Merindukan pendamping hidup untuk mencukupi kekurangan. Namun, seperti berjuta
bintang di langit, aku hanya satu di antara perindu. Dengan binar seadanya,
entah adakah juga yang sudi membalas rinduku.
Sekarang,
cukup jika aku berdoa. Berharap semoga ada lelaki yang menempuh jalan ke
arahku. Menanti sosok yang gagah berani menyatakan perasaannya, lalu aku akan
memutuskan perkara takdirku sendiri. Sebab begitulah wanita, hanya bisa menanti
dan menjawab. Maka, kupasrahkan saja pada pelukan siapa pun aku akan terbuai dan
terjatuh, nanti.
Penantian
hatiku, masih penuh tanda tanya. Tak ada niat memaksakan kenyataan. Walau
belakangan aku terpikat pada seseorang bernama Bimo, aku tak mau berharap
lebih. Kugantungkan saja semua kemungkinan. Akan jadi bumerang kalau aku cuma
menggantungkan nasib padanya dan menutup kemungkinan pada yang lain, tapi
kemudian dia tak juga mengucapkan janji suci sampai waktuku berakhir.
Menebak-nebak
perasaan lelaki yang kumaksud, bukanlah persoalan yang mudah. Sangat rentan
menjurus pada salah tafsir. Bagaimana pun juga, lelaki, sebagaimana dia, gemar
memberi perhatian pada wanita. Jika benteng pertahanan hatiku tak kokoh, aku
bisa terbuai setengah gila. Tapi selalu kuyakinkan diri, kalau dia hanya
menganggapku sebagai teman biasa, seperti yang lain.
Kami
jelas sangat dekat sebagai teman. Itulah salahnya, sebab dia jadi tak berpikir
kalau aku ingin ada ikrar cinta atas nama Pencipta. Pertemanan seperti sudah
cukup baginya. Membahas persoalan kuliah, dianggapnya lebih penting daripada
merencanakan rumah tangga. Dia pun lebih tertarik memperdebatkan isi buku
ketimbang berbicara tentang isi hati yang terdalam.
Kedekatan
berlebihan, telah membuat kami terlihat seperti saudara. Tak ada sekat-sekat
dan rahasia di antara kami. Bahkan, kami suka mengunjungi di kediaman
masing-masing. Akhirnya, aku mengenal ayahnya, seorang duda yang menyenangkan.
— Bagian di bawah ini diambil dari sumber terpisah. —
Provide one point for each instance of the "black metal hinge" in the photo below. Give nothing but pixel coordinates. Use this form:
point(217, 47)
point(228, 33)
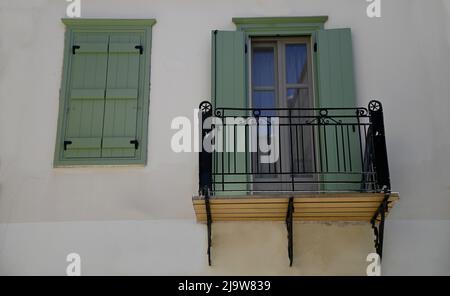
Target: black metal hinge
point(140, 47)
point(136, 143)
point(74, 48)
point(67, 143)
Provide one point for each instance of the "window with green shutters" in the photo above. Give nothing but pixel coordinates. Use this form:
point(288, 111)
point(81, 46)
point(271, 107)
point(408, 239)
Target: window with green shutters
point(332, 60)
point(103, 114)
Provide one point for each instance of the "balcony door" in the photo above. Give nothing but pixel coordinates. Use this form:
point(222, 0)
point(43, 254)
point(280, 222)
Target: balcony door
point(281, 80)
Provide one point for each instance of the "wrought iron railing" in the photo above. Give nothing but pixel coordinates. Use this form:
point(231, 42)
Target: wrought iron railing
point(257, 150)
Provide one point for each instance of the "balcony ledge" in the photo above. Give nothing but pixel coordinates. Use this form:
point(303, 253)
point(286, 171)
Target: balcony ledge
point(307, 207)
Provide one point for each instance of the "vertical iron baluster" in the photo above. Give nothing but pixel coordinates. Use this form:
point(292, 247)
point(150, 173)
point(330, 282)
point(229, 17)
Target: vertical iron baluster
point(235, 140)
point(349, 150)
point(257, 145)
point(360, 139)
point(343, 147)
point(292, 151)
point(337, 148)
point(296, 150)
point(326, 146)
point(303, 150)
point(314, 148)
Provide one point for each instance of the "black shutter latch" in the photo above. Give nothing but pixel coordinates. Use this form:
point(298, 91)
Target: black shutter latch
point(136, 143)
point(140, 47)
point(75, 47)
point(67, 143)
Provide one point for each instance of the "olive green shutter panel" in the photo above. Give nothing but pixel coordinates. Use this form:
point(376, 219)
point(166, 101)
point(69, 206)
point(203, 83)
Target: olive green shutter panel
point(86, 93)
point(229, 81)
point(336, 89)
point(122, 93)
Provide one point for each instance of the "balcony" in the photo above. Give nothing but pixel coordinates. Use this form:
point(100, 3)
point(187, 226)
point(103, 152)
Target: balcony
point(307, 164)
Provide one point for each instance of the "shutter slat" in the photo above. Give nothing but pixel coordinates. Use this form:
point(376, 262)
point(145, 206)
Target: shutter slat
point(229, 91)
point(115, 47)
point(84, 122)
point(122, 93)
point(336, 89)
point(90, 94)
point(84, 143)
point(122, 96)
point(118, 142)
point(89, 48)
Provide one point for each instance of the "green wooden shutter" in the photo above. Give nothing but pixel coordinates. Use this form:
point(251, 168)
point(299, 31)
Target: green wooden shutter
point(86, 96)
point(336, 88)
point(229, 89)
point(122, 92)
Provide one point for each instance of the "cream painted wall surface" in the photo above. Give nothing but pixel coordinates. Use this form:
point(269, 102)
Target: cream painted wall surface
point(402, 59)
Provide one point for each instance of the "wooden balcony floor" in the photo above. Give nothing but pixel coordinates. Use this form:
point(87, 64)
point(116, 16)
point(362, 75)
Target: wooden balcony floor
point(307, 207)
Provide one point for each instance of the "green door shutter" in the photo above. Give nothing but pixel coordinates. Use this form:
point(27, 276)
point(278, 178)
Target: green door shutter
point(122, 92)
point(336, 89)
point(86, 96)
point(229, 90)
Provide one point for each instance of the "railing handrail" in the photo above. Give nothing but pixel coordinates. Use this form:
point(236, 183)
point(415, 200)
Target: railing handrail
point(370, 134)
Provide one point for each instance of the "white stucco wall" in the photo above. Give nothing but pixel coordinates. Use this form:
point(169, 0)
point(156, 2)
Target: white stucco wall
point(143, 217)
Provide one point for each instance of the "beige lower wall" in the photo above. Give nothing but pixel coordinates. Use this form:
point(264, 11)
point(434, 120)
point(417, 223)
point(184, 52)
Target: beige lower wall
point(178, 247)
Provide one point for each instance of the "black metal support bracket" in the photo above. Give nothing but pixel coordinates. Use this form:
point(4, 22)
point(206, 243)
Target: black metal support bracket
point(67, 143)
point(378, 230)
point(140, 47)
point(74, 48)
point(208, 223)
point(135, 143)
point(289, 227)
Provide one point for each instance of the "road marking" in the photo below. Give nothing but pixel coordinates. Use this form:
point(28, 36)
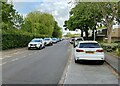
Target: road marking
point(15, 59)
point(7, 56)
point(16, 53)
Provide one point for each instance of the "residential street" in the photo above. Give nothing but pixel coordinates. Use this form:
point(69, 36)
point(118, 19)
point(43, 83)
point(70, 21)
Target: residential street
point(36, 66)
point(90, 73)
point(47, 66)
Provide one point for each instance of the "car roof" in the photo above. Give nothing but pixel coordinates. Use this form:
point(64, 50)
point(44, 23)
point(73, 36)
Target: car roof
point(88, 42)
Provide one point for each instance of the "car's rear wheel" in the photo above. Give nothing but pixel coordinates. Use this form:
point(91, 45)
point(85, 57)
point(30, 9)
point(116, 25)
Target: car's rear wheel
point(101, 62)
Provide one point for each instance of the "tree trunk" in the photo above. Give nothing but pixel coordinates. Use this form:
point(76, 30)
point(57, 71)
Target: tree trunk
point(109, 31)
Sebaliknya, ia juga mengenal ayah-ibuku, meski tak terlalu akrab. Itu karena
aku lebih sering ke rumahnya, dibanding ia ke rumahku.
Dan,
sore hari, saat kami tengah berbincang sambil mengerjakan tugas kuliah di
bangku taman rumahnya, tiba-tiba, entah ada angin apa, ia mempertanyakan
persoalan perikahan padaku.
“Nindy,
di usia berapa kau akan menikah?” tanya Bimo dengan mimik yang datar.
“Entahlah.
Sebagai wanita, aku tak bisa menentukan kapan jodohku akan datang meminang. Ya,
kau tahulah, perempuan kan pasif. Bisanya menunggu saja sepanjang waktu,”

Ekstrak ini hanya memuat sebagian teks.